NEW YORK -- The most polarizing Hall of Fame debate since Pete Rose will now be decided by the baseball shrine's voters: Do Barry Bonds, Roger Clemens and Sammy Sosa belong in Cooperstown despite drug allegations that tainted their huge numbers?

In a monthlong election sure to become a referendum on the Steroids Era, the Hall ballot was released Wednesday, and Bonds, Clemens and Sosa are on it for the first time.Bonds is the all-time home run champion with 762 and won a record seven MVP awards. Clemens took home a record seven Cy Young trophies and is ninth with 354 victories. Sosa ranks eighth on the homer chart with 609.

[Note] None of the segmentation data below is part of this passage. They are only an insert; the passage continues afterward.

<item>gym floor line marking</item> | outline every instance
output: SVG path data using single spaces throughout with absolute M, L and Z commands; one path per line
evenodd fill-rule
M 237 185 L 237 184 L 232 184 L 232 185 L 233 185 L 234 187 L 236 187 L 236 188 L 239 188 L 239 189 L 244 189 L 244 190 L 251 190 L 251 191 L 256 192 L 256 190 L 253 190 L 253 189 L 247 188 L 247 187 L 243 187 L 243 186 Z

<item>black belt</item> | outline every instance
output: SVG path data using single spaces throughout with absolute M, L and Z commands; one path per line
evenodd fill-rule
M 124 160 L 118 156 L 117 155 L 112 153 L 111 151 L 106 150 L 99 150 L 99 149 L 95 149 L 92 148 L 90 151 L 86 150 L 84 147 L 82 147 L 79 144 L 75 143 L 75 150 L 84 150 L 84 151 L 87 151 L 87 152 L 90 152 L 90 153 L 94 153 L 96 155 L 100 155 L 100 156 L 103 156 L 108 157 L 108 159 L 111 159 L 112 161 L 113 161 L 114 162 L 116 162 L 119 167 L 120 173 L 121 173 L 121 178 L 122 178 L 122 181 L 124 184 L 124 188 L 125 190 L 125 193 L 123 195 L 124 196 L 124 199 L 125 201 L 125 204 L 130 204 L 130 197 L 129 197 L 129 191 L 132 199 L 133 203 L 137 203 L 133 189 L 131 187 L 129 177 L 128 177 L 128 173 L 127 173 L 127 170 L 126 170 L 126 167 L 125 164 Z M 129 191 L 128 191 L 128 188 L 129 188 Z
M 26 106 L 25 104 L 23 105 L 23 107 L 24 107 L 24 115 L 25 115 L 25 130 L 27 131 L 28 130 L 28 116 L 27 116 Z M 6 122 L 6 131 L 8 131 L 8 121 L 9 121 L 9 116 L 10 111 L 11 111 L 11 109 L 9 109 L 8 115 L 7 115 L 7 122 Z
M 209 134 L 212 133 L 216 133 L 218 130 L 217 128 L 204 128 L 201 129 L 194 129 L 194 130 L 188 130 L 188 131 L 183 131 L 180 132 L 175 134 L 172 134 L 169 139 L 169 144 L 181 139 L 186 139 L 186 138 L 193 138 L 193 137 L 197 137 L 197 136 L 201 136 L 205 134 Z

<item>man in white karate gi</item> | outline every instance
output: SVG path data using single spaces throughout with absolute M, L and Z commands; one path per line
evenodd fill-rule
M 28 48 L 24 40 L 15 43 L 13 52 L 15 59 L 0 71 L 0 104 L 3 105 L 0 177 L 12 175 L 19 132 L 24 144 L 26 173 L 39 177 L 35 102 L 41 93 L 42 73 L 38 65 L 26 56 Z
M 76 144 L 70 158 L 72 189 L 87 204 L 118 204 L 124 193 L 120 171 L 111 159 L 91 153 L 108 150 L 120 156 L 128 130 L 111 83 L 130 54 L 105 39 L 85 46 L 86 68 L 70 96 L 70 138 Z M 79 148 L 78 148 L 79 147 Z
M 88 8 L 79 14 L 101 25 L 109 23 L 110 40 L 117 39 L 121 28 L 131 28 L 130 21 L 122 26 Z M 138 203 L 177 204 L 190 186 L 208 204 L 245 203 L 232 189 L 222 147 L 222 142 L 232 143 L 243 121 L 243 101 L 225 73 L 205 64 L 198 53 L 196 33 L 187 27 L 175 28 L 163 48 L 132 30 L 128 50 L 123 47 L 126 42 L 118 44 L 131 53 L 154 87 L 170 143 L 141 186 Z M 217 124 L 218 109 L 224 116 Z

Yet for all their HRs, RBIs and Ws, the shadow of PEDs looms large.

"You could see for years that this particular ballot was going to be controversial and divisive to an unprecedented extent," Larry Stone of The Seattle Times wrote in an email. "My hope is that some clarity begins to emerge over the Hall of Fame status of those linked to performance-enhancing drugs. But I doubt it."

More than 600 longtime members of the Baseball Writers' Association of America will vote on the 37-player ballot. Candidates require 75 per cent for induction, and the results will be announced Jan. 9.

rest of the article is here............ http://www.tsn.ca/mlb/story/?id=410456

Anyone think anyone of these guys belong in the Cooperstown? I certainly don't.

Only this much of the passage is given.